CAIRO (Reuters) – Egyptian security forces have shot dead three suspected Islamist militants accused of targeting Coptic Christians and involvement in the execution-style killing of a 62-year-old man in North Sinai, the interior ministry said on Monday.
The suspected militants died in an exchange of fire and were part of a cell that was plotting to attack Copts, their property and places of worship, as well as the security forces, the ministry said in a statement. It did not say when the clash took place.
An Islamist insurgency spread in the north of the Sinai Peninsula after Egypt’s military overthrew Muslim Brotherhood president Mohamed Mursi in 2013.
Large-scale attacks have subsided, but militants aligned with Islamic State have shifted tactics in the face of a military campaign against them.
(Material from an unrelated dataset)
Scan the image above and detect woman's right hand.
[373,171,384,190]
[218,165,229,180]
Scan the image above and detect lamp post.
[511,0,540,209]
They temporarily overran villages near Bir al-Abd last summer.
The interior ministry said the cell targeted by security forces was involved in the killing of Nabil Habashi, who was kidnapped in Bir al-Abd in northwest Sinai in November.
A video released by Islamic State affiliate Sinai Province on its Telegram channel on Saturday purports to show Habashi making a statement saying he had been detained for three months and 11 days.
It then appears to show him kneeling in the desert and being shot by one of three men dressed in black and standing behind him.
Recent months have seen a rise in the number of incidents targeting Christians in western Sinai including the murder of one other civilian and the abduction of four more, according to the Sinai Foundation for Human Rights, an independent monitor.